Na?

Und wie viele tote Flüchtlinge brauchen Sie inzwischen für eine Empörung?

Als der erste Bootsunglück mit 400 toten Flüchtlingen bekannt wurde – mehr als Lampedusa, gab es kaum Empörung. Erst nach dem zweiten Unglück mit weiteren mehreren Hundert Toten konnten wir uns aufrappeln. Ich will nicht wissen, wie sich das weiterentwickelt.

Mehrere Hundert Menschen haben vor wenigen Tagen ihr Leben bei der Überfahrt nach Europa verloren. Ihr Tod kam nicht überraschend. Spätestens seit Lampedusa wissen wir alle, dass es nur eine Frage der Zeit war, wann das nächste große Unglück passiert.

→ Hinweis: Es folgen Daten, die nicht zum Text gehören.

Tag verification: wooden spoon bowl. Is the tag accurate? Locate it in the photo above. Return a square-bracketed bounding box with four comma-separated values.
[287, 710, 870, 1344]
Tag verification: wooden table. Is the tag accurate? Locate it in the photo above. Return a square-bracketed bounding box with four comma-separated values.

An die Schiffsunglücke mit „wenigen“ Opfern haben wir uns schon längst gewöhnt. Die Messlatte für „Empörungen“, „Erschütterungen“ und „tiefstem Beileid“ ist weit oberhalb von Lampedusa (390 Tote) angekommen.

Als noch gegen Ende vergangener Woche die Zahl von 400 Todesopfern durch die Medien geisterte, gab es nicht einmal Krokodilstränen. Nur in der Tageszeitung prangte die Zahl von 400 toten Flüchtlingen auf der Titelseite. Für das Groß der übrigen Medienlandschaft waren die diese Menschen keine Meldung wert. Inzwischen regen wir uns nicht unter 1.000 Toten auf. Tausend!

Erst nach Bekanntwerden eines weiteren Schiffsunglücks und weiteren mehreren Hundert Toten kamen wir aus unseren Löscher gekrochen. Plötzlich rangen alle mit Rang und Namen um Fassung Angesichts der fürchterlichen Katastrophe, bei der sogar Frauen und Kinder ums Leben kamen.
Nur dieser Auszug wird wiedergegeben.